Apuesto (y seguro que gano) a que al informar sobre la entrega más reciente del sondeo habrá unos cuantos que tiren por el mínimo histórico que vuelven a marcar los partidarios de la independencia de Euskadi, con un tristón 17 por ciento. Justo enfrente estarán —o, vaya, quizá estaremos— los que destacarán la amplísima mayoría, casi un 60 por ciento, que es partidaria de que se convoque un referéndum sobre el marco de relación con España. Y como me conozco el paño, estoy convencido de que no faltarán los que, tirando de una derivada del dato anterior, preferirán subrayar que más de tres cuartas partes de los encuestados ven poco o nada probable que llegue a haber un acuerdo el gobierno español para convocar la deseada consulta.

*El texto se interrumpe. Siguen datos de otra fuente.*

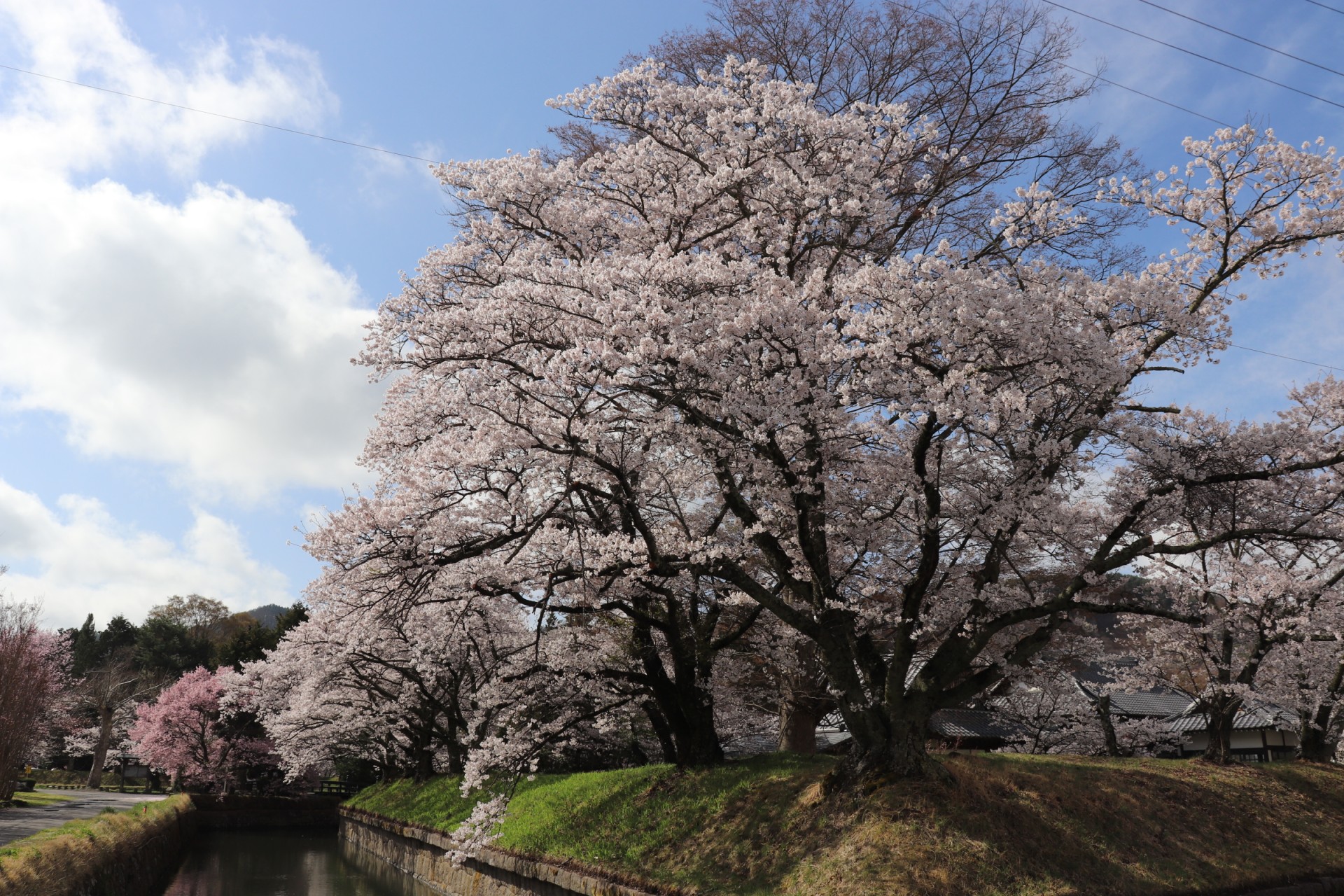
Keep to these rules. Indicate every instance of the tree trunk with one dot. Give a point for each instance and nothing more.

Otra opción será simplemente obviar la noticia o relegarla a alguna esquina perdida por el miedo a quedar en pelota picada ante la evidencia de que la ciudadanía de los tres territorios va por libre respecto a ciertas doctrinas proclamadas como mayoritarias en los discursos del día a día.

Llámenme raro, pero sin dejar de ver como razonables todas esas opciones, yo encuentro más útil poner el foco en la parte socioeconómica del informe. De entrada, en el hecho de que el mercado laboral siga siendo de largo la principal preocupación, incluso cuando el 69 por ciento afirma llegar a fin de mes sin dificultades. Ahí tienen la clave de la política vasca actual.

Cita con la Historia

A la hora en la que lean estas líneas, habré aterrizado en Barcelona. Es lo más parecido a una certeza que albergo ahora mismo. Bueno, no es la única. También estoy convencido de que pase lo que pase, salga como salga, estaré viviendo un acontecimiento destinado a ocupar su lugar en la Historia. ¿Lisboa el 25 de abril de 1974 o Berlín entre el 9 y el 10 de noviembre de 1989? Quizá no tanto, porque algo me dice que aún quedan más episodios, pero parece difícil negar que ya se ha cruzado la línea de no retorno. Incluso aunque la fuerza bruta se imponga y el titular de urgencia sea que no se ha podido votar, todo el mundo, incluyendo a los que manejan los hilos judicioso-policiales, tiene bastante claro que esto ya no se arregla con el viejo esquema del cambalache, el apretón de manos y las palmaditas en la espalda. Se ha marcado un antes y un después.

Ante tal evidencia, lo inteligente —y lo justo— sería no tratar de detener con violencia lo que ha demostrado ser una determinación firme y ya inalterable de lo que, se mida como se mida, constituye una amplísima mayoría social en Catalunya. Y no hablo de quienes aspiran a la independencia, sino de las ciudadanas y los ciudadanos que exigen algo tan primario y tan simple como ser escuchados.

La tremenda, casi perversa, paradoja es que si hace un tiempo se hubiera pactado un referéndum, es altamente probable que se habrían impuesto los partidarios se seguir formando parte de España. Siempre quedará la duda de si ha sido la torpeza o el cálculo frío e intencionado lo que nos ha traído hasta estos minutos cruciales de los que me dispongo a ser notario.